James Greene, a thirty-year-old carpentry teacher at Cooper Union, was delving into Eastern philosophy. He lived on the same block as the Paradox and began hearing about the Swami from Harvey Cohen and Bill Epstein while regularly taking his evening meal at the restaurant.

James: It was really Harvey and Bill who got things going. I remember one evening at Mishra’s in which Swamiji was only a presence but did not speak. Mishra’s students seemed more into the bodily aspect of yoga. This seemed to be one of Swamiji’s complaints.

His room on Seventy-second Street was quite small. He was living in a fairly narrow room with a door on the one end. Swamiji would set himself up along one side, and we were rather closely packed. It may have been no more than eight feet wide, and it was rather dim. He sat on his thin mattress, and then we sat on the floor.

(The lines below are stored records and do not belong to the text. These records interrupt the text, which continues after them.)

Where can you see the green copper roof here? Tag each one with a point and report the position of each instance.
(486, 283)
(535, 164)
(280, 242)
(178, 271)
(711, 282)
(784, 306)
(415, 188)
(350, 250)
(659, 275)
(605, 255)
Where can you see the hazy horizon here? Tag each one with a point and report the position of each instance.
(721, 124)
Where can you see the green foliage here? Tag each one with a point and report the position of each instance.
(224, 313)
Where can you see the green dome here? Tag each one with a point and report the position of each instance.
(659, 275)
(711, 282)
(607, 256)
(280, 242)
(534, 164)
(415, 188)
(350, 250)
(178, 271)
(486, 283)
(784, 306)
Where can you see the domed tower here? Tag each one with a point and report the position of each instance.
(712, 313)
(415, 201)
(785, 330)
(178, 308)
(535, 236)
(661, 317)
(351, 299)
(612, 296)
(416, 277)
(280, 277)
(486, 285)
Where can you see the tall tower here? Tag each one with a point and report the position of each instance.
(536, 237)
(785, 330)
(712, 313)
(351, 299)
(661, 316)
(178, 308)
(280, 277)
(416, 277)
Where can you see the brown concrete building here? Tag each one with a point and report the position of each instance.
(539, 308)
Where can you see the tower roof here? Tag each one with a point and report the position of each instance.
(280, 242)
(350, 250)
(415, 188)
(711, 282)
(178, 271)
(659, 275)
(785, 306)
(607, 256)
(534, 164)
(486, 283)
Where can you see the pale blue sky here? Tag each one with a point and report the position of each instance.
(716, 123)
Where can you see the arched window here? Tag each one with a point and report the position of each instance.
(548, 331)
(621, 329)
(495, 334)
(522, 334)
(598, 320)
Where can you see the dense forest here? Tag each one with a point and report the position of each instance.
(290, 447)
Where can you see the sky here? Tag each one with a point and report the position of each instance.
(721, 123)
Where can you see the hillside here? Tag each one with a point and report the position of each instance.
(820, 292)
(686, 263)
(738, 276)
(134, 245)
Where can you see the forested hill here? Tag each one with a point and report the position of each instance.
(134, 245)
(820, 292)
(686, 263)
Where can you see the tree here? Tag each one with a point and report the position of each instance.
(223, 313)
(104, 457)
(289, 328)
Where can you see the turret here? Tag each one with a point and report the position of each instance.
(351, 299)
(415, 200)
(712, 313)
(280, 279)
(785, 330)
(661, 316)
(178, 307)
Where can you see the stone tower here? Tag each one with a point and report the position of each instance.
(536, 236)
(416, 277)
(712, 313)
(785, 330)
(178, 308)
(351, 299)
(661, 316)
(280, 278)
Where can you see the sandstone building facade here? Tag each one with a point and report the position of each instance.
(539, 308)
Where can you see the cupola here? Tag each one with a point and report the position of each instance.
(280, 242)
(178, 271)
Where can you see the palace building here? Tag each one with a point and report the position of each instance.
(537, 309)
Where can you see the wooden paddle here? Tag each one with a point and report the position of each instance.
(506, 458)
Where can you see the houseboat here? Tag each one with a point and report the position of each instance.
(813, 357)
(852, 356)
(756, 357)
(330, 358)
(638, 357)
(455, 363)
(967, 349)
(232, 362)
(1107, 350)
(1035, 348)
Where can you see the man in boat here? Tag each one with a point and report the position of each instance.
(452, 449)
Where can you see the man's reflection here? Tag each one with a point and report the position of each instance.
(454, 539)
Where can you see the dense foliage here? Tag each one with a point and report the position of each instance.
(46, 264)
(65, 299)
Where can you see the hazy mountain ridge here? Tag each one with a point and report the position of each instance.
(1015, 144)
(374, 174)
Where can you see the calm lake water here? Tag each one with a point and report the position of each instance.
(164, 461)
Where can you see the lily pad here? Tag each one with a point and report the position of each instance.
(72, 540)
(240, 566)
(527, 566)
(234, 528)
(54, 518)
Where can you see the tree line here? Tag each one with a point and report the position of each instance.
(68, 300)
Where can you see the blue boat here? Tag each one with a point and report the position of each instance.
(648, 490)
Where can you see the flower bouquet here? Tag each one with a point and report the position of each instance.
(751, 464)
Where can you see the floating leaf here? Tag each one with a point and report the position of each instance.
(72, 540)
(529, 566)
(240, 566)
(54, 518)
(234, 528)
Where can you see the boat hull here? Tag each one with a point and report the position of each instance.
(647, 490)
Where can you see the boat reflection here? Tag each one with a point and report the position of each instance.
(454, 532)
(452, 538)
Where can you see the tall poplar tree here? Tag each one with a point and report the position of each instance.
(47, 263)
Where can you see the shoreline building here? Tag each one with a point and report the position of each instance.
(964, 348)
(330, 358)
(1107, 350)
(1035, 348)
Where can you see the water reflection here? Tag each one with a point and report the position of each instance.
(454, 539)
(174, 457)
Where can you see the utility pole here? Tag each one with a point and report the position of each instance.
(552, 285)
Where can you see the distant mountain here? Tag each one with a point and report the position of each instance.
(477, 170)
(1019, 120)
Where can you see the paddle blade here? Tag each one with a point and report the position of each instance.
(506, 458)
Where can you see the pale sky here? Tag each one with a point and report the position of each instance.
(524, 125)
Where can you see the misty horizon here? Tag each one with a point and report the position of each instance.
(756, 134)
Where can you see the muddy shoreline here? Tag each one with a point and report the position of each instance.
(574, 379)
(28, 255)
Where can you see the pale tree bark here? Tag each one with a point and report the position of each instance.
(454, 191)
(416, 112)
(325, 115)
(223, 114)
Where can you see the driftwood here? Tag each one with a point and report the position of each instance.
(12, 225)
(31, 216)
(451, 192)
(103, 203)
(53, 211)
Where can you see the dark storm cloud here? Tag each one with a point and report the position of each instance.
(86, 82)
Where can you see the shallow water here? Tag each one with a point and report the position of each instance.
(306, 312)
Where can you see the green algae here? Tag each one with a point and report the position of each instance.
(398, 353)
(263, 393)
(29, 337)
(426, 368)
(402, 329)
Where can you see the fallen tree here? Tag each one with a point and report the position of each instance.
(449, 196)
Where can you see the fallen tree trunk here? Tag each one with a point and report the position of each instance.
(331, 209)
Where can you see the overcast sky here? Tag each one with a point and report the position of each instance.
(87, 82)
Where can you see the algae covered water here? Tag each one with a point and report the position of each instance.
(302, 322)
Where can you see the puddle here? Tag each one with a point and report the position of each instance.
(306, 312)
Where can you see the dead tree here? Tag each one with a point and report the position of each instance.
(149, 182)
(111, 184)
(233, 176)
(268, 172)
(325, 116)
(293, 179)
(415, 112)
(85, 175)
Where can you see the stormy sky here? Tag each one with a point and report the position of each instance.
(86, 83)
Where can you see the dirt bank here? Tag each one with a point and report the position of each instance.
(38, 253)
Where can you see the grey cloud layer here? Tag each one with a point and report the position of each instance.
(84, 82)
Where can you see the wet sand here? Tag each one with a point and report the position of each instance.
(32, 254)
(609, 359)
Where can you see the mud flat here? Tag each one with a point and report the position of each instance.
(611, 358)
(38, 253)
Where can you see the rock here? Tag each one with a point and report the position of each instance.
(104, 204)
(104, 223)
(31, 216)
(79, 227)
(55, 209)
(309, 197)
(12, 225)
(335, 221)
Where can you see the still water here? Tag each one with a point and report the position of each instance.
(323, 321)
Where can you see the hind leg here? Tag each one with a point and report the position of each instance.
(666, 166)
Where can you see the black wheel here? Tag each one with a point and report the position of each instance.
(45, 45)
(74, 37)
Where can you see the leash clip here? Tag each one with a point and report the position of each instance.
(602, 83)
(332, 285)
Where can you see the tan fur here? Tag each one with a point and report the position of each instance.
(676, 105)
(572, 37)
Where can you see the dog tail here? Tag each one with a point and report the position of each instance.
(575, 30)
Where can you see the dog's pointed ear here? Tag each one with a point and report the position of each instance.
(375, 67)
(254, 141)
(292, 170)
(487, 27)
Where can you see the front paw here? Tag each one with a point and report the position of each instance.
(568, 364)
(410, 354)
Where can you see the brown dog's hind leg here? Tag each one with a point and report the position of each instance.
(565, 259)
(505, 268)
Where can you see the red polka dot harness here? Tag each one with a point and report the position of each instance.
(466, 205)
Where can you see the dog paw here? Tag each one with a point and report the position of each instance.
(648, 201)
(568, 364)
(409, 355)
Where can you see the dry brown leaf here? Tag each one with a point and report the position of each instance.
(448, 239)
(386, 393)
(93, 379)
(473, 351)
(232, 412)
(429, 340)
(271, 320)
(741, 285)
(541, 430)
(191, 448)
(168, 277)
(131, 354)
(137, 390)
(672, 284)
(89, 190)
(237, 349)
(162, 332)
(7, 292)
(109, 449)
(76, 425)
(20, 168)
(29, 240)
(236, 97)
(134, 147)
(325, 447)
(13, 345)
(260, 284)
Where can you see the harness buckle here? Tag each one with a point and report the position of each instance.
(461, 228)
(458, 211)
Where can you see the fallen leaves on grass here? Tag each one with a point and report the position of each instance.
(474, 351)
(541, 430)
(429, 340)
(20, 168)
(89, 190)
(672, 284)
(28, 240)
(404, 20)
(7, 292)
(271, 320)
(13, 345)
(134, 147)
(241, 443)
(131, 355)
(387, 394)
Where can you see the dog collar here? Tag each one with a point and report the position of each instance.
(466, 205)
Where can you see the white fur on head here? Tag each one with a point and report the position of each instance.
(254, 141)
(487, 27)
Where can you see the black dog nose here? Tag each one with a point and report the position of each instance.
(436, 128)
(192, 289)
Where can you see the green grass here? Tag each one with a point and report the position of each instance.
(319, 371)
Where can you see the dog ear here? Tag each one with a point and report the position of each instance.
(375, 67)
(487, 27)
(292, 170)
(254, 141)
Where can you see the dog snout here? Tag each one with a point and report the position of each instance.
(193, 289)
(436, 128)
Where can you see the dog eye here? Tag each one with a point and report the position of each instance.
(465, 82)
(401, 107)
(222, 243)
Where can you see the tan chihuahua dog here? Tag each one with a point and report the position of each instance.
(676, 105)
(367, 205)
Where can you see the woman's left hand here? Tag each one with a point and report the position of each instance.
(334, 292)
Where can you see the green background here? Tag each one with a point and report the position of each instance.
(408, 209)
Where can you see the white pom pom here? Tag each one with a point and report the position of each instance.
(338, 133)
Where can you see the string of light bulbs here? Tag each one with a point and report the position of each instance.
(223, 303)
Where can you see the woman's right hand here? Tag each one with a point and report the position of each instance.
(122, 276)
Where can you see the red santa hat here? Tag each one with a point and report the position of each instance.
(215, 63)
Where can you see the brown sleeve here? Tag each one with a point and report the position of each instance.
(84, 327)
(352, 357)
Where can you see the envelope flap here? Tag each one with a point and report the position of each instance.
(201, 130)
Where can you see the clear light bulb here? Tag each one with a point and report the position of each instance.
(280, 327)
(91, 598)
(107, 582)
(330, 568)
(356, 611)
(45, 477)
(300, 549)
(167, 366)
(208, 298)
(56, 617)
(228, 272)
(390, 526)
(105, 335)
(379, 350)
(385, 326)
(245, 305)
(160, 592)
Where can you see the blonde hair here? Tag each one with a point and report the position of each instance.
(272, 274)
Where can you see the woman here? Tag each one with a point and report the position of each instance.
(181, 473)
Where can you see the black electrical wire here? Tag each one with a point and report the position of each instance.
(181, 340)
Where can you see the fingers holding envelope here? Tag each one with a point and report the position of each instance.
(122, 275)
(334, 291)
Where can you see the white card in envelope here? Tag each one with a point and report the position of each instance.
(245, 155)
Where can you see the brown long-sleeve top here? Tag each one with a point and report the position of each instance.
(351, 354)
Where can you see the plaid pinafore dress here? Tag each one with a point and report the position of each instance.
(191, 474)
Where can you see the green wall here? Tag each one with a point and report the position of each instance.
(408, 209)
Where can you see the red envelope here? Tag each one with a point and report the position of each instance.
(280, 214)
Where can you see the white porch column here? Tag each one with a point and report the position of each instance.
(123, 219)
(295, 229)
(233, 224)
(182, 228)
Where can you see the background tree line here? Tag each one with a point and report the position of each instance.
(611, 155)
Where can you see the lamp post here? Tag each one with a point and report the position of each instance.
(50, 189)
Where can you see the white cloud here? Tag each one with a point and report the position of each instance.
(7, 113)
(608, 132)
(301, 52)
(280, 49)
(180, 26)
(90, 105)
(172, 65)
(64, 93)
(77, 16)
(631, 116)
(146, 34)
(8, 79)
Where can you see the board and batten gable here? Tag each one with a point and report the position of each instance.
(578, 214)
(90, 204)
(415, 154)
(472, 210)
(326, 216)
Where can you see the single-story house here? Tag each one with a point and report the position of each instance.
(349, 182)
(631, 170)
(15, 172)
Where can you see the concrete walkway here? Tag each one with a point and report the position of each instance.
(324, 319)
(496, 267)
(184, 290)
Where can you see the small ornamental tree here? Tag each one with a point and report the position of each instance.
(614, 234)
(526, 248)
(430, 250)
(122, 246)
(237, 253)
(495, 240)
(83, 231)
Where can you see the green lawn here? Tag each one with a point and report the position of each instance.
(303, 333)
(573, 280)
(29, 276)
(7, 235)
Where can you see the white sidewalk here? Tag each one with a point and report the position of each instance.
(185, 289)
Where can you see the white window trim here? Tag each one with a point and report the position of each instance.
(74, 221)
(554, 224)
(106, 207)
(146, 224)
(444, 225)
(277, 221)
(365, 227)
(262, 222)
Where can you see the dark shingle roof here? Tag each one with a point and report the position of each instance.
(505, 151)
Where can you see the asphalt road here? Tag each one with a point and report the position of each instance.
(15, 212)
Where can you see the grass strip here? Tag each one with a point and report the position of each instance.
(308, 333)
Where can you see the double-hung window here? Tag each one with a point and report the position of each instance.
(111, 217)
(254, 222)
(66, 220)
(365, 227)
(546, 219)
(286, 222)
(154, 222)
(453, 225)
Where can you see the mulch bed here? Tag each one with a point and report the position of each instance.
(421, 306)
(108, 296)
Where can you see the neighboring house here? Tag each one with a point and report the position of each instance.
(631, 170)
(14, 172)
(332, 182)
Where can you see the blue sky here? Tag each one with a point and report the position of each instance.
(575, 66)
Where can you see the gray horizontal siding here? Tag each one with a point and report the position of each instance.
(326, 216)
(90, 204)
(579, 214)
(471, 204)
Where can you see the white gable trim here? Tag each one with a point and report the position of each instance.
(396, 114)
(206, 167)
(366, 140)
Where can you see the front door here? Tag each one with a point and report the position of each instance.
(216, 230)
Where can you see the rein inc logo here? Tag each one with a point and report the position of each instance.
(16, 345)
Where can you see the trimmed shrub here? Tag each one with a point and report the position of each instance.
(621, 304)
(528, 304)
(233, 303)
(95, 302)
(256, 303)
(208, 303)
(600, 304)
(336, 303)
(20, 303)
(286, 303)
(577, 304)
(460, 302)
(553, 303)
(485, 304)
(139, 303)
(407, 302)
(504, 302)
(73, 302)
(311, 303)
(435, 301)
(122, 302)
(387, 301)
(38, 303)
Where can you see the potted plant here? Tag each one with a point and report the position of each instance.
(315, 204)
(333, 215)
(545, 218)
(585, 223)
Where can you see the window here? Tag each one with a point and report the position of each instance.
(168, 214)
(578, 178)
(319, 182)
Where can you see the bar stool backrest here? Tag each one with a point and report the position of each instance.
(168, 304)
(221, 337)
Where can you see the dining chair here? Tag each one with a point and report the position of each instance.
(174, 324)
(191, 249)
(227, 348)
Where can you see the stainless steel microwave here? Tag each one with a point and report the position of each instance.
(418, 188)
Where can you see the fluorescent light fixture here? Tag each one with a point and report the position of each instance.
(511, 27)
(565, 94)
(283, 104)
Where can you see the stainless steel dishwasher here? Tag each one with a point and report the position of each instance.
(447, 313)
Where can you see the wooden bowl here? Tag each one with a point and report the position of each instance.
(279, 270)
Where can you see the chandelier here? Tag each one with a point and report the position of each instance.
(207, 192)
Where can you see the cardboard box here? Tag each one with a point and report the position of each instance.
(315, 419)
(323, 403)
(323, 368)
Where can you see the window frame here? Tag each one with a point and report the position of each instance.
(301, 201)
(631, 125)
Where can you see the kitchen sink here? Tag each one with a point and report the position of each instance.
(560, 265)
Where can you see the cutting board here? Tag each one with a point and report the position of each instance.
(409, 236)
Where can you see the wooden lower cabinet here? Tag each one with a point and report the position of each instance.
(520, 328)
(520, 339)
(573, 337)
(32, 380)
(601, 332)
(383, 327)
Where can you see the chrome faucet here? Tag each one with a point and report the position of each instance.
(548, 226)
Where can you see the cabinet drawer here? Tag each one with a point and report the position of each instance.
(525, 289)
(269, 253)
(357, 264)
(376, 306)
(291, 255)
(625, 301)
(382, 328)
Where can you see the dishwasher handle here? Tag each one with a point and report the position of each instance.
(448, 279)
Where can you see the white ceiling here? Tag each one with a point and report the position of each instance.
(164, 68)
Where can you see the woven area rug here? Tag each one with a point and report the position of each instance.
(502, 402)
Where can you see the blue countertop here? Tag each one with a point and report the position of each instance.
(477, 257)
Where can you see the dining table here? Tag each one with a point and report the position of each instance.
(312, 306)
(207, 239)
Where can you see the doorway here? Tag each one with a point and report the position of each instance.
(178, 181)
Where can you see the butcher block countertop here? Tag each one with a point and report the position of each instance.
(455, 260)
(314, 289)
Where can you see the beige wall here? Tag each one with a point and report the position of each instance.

We wouldn’t chant. We would just come, and he would lecture. There was no direction other than the lecture on the Bhagavad-gītā. I had read a lot of literature, and in my own shy way I was looking for a master, I think. I have no aggression in me or go-getting quality. I was really just a listener, and this seemed right – hearing the Bhagavad-gītā – so I kept coming. It just seemed as if things would grow from there. More and more people began coming. Then it got crowded, and he had to find another place.

The new group from the Paradox was young and hip, in contrast to the older, more conservative uptown people who had been attending Prabhupāda’s classes. In those days, it was still unusual to see a person with long hair and a beard, and when such people started coming to the Swami’s meetings on the West Side, some of the older people were alarmed. As one of them noted: “Swami Bhaktivedanta began to pick up another kind of people. He picked them up at the Bowery or some attics. And they came with funny hats and gray blankets wrapped around themselves, and they startled me.”

David Allen, a twenty-one-year-old seeker who came up from the Paradox, had just moved to the city, optimistically attracted by what he had read about experimentation with drugs. He saw the old group as “a kind of fussbudgety group of older women on the West Side” listening to the Swami’s lectures.

David: We weren’t known as hippies then. But it was strange for the people who had originally been attracted to him. It was different for them to relate to this new group. I think most of the teachers from India up to that time had older followers, and sometimes wealthy widows would provide a source of income. But Swamiji changed right away to the younger, poorer group of people. The next thing that happened was that Bill Epstein and others began talking about how it would be better for the Swami to come downtown to the Lower East Side. Things were really happening down there, and somehow they weren’t happening uptown. People downtown really needed him. Downtown was right, and it was ripe. There was life down there. There was a lot of energy going around.